– Każdego dnia produkujemy bezsensowne tony plastikowych śmieci. Niestety tego typu przedmiotów zużywamy znacznie więcej niż tak naprawdę potrzebujemy, bo na przykład podczas spotkania zamiast jednego plastikowego kubeczka, weźmiemy trzy inne. Dlatego też wydałem zalecenie, aby maksymalnie ograniczyć, a w niedalekiej przyszłości całkowicie wyeliminować korzystanie przez pracowników Urzędu Metropolitalnego z przedmiotów wykonanych z tworzyw sztucznych – wyjaśnia przewodniczący Kazimierz Karolczak.

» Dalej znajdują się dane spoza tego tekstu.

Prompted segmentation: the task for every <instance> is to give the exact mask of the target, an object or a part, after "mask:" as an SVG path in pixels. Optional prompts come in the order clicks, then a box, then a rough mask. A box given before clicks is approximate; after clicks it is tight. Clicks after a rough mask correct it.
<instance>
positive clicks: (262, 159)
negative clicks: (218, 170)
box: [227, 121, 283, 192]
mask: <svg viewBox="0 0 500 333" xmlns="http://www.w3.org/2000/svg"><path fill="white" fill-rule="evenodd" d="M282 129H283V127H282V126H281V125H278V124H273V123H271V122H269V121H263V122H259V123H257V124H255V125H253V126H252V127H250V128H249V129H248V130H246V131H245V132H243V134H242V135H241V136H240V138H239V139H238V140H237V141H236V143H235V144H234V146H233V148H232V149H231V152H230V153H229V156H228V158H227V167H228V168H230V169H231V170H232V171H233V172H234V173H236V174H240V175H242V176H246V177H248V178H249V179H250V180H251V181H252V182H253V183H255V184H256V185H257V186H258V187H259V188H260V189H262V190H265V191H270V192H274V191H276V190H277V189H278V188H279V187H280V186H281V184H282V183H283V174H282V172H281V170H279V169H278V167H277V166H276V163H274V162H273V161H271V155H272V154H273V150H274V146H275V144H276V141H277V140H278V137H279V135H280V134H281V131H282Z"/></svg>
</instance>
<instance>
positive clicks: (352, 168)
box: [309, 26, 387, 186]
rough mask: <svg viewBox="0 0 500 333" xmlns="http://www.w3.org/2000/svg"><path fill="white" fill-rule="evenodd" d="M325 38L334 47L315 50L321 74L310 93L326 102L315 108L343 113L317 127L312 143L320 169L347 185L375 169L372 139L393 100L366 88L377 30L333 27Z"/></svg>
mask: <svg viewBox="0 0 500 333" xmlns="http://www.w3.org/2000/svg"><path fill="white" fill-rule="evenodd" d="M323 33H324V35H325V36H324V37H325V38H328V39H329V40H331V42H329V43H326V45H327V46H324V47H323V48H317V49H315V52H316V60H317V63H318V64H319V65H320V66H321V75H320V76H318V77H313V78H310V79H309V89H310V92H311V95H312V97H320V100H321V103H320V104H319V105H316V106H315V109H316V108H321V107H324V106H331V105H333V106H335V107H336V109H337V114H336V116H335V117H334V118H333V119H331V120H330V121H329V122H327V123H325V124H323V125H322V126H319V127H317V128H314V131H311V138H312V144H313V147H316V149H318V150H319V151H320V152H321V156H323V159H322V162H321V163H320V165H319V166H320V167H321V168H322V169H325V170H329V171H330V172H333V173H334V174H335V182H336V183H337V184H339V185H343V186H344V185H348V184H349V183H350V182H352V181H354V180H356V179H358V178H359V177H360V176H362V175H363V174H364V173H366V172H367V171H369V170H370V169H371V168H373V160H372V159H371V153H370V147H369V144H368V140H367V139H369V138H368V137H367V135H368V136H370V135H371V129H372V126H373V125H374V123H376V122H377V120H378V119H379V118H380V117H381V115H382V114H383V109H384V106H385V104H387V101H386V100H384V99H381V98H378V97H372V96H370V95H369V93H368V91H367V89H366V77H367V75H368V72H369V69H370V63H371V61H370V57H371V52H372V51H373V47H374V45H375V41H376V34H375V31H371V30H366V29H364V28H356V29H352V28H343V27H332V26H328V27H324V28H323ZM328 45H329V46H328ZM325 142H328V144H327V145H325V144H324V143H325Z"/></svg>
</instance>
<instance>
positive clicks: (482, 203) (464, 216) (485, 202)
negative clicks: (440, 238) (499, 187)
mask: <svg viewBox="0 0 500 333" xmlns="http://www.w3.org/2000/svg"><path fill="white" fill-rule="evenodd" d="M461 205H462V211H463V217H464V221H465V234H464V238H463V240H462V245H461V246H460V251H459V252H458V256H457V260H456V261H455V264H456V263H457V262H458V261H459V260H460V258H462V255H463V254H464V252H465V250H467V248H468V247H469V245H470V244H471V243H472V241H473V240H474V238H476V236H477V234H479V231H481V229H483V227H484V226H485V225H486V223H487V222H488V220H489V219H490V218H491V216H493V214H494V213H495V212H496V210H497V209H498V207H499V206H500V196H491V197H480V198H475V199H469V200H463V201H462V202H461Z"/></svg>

Akcja „Metropolia bez plastiku” oznacza, że w urzędnicy plastikowe naczynia zamienią na szklane, urząd nie będzie kupował wody w butelkach PET i będzie również promować i zachęcać do picia wody z kranu. Od czerwca wszelkie przesyłki pocztowe z GZM nie będą foliowane. Również gadżet promocyjne Metropolii mają być eko, czyli nie z plastiku i jemu podobnych. – Czasem niewielka zmiana naszych nawyków, w skali globalnej, gdy jest rzetelnie przez wszystkich stosowana, może przynieść niezwykłe efekty – uważa przewodniczący GZM.
28 marca uchwalona została unijna dyrektywa w sprawie ograniczenia wpływu niektórych produktów z tworzyw sztucznych na środowisko (tzw. Dyrektywa SUP, z ang. Single-Use Plastic). W Polsce pierwszym miastem (czytaj: urzędem), które wprowadziło w życie – 1 maja – to prawo był Wałbrzych. STOP PLASTIKowi powiedziano także w Gdańsku i Legnicy. Od 29 maja w stołecznym magistracie i podległych mu placówkach również obowiązuje zakaz stosowania przedmiotów jednorazowego użytku wykonanych z tworzyw sztucznych.